被拖入梦乡时,她唯一的感受就是身边的床位陷了下来。
生物钟比闹钟更为准时地叫醒了她,言夏费力地睁开眼,看着陌生的天花板思考了几秒,昨夜的记忆开始回笼。这是在喻薄的家,喻薄的卧室。
身上沉甸甸的,像压着什么东西,她看过去,是喻薄的手。她被喻薄完全地抱在怀中,她只要转过头,就能碰到喻薄的脸。
言夏动了动,即使在睡梦,喻薄的潜意识依然灵敏,他将言夏搂得更紧,不让她有丝毫远离他的行为。
言夏停下了动作,她将头转过去,就如同猜测得那样,他们离得太近,她转过头,嘴唇就蹭过喻薄的脸。她仔细观察还未醒来的喻薄,人在睡着时应该是最没有防备的时候,身上的棱角在此时应该显得最为柔和。
可喻薄不是这样,他睡着时反而显得更为凌厉了,眼线勾勒的位置凛冽锋利,似乎已触碰到就会受伤。反倒是他清醒的时候,在面对言夏的时候,更为温和一些。
可能因为他在有意控制,让自己更为温柔一点。
言夏的动作虽然轻微,但这也足以让喻薄清醒过来。她见到那双浓密纤长的眼睫动了动,然后睁开来。
那双眼醒来时略有些迷茫,可当视线聚焦在言夏身上时,喻薄近乎条件反射一样,露出温柔的笑来。那些无意识流露出来的凛然锋利,都在这一瞬间消失无踪。
他叫言夏喃喃,那种纯粹的开心又回到了他脸上。
言夏问他,为什么那么开心?
亲密的喁喁私语,唇瓣连同气息,都在缠绵。
“大概是因为醒来时能看见你。”喻薄说,“像是梦一样。”
言夏伸手,掐了掐喻薄的脸,“不是梦。”她说。
喻薄眼里的笑意更浓。这不是梦,他当然知道,他费尽心机,不择手段得来的一切,如果是梦,他会疯的。
言夏今天到工作室时,早上一向萎靡的办公室氛围今天却一反常态地显得热闹。那天与她一起同去餐馆的同事说,市政广场的那个项目,被他们工作室拿下了。她的手机昨天晚上忘记充电,自动关机,早上言夏差点以为它坏了,折腾了好久,直到充上电才知晓,原来是因为没电才导致的黑屏。
她将充电器给手机插上,各种消息就接连不断地跳了出来。言夏虽然没有继续跟这个项目,但是微信群还没来得及退。高秉庭在昨天晚上,就在微信群中通知了这个好消息。

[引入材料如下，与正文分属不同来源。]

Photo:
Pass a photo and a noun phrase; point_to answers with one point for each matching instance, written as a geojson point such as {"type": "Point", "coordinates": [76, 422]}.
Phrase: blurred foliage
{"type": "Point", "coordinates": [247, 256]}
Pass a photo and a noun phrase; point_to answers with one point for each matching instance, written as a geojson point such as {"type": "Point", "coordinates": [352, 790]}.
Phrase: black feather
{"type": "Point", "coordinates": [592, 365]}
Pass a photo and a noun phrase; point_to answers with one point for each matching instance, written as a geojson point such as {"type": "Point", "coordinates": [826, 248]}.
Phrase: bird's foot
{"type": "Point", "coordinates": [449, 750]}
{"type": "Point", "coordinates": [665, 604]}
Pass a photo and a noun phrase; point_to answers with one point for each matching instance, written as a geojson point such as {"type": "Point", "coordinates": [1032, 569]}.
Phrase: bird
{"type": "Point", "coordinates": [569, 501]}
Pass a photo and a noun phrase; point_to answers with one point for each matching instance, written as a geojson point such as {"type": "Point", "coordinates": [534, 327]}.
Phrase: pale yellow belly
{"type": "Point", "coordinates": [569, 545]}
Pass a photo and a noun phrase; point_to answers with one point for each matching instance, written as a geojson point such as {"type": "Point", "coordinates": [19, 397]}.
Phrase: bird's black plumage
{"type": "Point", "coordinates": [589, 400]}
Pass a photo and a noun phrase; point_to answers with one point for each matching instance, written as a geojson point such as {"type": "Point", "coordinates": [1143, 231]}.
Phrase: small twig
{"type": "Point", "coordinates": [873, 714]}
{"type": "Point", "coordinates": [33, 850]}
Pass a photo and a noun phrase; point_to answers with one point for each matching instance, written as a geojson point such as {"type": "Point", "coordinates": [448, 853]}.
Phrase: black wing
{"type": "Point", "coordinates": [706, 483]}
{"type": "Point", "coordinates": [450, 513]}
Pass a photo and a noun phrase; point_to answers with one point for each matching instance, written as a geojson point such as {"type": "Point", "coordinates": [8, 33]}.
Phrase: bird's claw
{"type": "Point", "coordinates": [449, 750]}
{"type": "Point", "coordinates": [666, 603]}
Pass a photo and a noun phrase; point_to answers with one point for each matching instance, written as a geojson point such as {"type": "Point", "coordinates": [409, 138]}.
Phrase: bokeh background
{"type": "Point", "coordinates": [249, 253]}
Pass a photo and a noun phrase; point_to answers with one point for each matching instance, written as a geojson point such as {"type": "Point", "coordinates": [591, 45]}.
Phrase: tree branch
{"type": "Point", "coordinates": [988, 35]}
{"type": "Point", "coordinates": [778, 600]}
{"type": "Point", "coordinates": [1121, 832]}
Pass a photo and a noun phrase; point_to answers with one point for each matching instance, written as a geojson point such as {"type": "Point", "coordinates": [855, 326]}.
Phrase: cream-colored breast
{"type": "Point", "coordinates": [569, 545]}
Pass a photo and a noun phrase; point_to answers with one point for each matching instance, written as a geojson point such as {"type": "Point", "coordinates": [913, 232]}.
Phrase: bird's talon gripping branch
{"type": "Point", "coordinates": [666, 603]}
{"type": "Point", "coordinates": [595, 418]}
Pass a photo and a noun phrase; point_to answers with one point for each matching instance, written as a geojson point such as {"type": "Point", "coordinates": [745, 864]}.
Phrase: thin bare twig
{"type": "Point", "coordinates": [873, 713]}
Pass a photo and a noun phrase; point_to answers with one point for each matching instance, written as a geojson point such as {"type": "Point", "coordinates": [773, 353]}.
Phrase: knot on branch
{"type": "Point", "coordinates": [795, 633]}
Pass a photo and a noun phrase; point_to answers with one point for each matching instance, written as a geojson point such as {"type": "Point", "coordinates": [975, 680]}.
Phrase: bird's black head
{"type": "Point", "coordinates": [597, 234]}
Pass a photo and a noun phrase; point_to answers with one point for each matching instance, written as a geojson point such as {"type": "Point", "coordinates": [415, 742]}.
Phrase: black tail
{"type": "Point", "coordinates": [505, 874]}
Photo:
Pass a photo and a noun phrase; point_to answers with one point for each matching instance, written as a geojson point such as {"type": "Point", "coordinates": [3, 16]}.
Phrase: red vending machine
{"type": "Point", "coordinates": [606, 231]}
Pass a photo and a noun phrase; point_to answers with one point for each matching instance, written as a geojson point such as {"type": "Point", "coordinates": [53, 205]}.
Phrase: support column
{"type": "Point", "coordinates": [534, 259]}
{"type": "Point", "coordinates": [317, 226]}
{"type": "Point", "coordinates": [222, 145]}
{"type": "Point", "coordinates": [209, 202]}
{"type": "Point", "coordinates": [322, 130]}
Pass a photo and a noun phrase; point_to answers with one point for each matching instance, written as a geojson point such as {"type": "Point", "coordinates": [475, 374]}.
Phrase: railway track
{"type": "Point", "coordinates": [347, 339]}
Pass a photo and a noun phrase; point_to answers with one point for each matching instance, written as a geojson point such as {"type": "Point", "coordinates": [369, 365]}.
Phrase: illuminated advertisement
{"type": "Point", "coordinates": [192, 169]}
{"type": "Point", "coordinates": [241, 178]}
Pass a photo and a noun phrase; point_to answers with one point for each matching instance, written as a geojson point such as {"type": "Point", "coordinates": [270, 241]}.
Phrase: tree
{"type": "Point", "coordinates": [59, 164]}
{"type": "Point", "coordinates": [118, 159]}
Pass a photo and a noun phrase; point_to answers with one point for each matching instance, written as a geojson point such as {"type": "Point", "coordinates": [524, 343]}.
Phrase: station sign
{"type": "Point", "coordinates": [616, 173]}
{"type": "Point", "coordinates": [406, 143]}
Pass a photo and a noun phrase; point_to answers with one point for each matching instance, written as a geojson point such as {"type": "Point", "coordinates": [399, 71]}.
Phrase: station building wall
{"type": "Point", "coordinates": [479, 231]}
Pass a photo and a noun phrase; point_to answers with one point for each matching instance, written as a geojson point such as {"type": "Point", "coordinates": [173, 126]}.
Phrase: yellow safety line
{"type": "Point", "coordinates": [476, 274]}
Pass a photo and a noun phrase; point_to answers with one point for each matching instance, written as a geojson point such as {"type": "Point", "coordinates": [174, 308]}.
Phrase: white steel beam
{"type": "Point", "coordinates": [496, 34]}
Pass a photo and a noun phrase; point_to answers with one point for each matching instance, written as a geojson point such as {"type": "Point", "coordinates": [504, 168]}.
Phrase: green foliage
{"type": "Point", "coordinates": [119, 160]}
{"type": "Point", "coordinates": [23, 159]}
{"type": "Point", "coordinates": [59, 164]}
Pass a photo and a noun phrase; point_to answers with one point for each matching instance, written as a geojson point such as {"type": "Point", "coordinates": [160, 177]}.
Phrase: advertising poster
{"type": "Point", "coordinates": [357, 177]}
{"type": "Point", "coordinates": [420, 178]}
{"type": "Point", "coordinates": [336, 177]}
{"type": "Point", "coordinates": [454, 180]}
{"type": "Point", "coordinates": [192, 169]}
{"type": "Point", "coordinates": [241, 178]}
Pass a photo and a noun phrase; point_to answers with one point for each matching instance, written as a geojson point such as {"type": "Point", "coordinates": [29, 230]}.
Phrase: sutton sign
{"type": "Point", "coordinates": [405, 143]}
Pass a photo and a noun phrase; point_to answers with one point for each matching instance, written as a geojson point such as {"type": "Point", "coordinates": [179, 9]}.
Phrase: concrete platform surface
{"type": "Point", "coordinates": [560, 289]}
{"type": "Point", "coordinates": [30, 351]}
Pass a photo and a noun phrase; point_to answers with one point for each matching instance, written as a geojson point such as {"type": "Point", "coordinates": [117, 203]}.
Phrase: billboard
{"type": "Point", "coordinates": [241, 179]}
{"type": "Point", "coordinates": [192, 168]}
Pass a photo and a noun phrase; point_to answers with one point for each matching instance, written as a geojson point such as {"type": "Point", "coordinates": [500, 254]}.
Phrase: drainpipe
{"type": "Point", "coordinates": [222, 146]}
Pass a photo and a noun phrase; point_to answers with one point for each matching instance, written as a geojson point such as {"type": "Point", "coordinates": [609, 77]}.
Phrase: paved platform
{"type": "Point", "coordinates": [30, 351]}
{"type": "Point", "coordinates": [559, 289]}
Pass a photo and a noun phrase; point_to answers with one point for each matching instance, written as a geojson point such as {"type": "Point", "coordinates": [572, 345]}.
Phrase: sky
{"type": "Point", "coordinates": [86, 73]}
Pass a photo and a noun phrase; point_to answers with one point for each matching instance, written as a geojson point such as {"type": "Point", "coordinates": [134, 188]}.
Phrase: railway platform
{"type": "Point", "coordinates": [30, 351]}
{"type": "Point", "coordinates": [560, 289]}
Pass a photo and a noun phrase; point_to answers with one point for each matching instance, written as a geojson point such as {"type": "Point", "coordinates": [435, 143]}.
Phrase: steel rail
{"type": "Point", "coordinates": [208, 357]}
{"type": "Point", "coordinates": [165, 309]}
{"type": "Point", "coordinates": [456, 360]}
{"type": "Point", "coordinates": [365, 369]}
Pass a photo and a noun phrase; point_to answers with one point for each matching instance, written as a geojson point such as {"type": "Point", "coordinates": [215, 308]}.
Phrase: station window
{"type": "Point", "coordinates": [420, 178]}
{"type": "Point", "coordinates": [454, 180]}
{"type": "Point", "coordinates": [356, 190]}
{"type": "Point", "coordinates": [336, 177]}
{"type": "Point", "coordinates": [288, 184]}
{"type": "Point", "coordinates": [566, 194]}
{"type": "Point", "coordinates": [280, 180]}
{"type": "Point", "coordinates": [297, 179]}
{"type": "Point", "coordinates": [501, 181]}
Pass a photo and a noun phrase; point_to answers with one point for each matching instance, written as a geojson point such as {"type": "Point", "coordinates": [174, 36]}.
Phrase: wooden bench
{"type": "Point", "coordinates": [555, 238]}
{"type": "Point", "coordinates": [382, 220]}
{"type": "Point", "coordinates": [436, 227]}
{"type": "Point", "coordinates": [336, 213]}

“还不光是这些。”女同事干脆坐在言夏工位旁,拉着她低声说话,“那个恶心油腻的耿总监,听说被带去调查了,以后对接的时候,就不必再看到他。”
言夏的注意力被拉过来。
女同事接着往下说:“听说好像是什么经济犯罪,数额还挺大的。光是判刑就得好几年。”
她冲言夏眨眨眼:“怎么样,有没有特别解气?”
那天女同事就在现场,那位耿总监所做的事,她自然都知晓,所以现在问言夏,有没有特别解气。
因为刚连上充电器而亮起的屏幕,坚持了没两秒又暗下来。言夏把包放下,然后说,很解气。
女同事听到答案,笑着走开了。
其实言夏的情绪,并没有她和女同事所说的那样,很解气。她有些茫然,怎么在那么短的时间内,那位耿总监就出事了呢。
她想到了喻薄。
言夏在微信上打了几行字,随后想想,又全部删除,她觉得这件事,还是当面问喻薄比较好。
有关耿总监的那件事,俨然是个大八卦,办公室的人一上午,讨论得津津有味。但也有人,不曾关注这个八卦。
季赫拿着一张表格,走到言夏面前。姜黄色的外套,很鲜亮的颜色,也很衬这个年纪的男生。他是一个似乎永远都阳光灿烂的少年,只除了在言夏面前,意外的腼腆和沉默。
言夏见到他同上一个确认表格的同事还谈笑风生,到了她面前,脸上的笑意虽然还未收起来,声音却静了很多。
“言夏前辈,这时季度的福利清单,你确认一下。”季赫把表格和笔拿给言夏。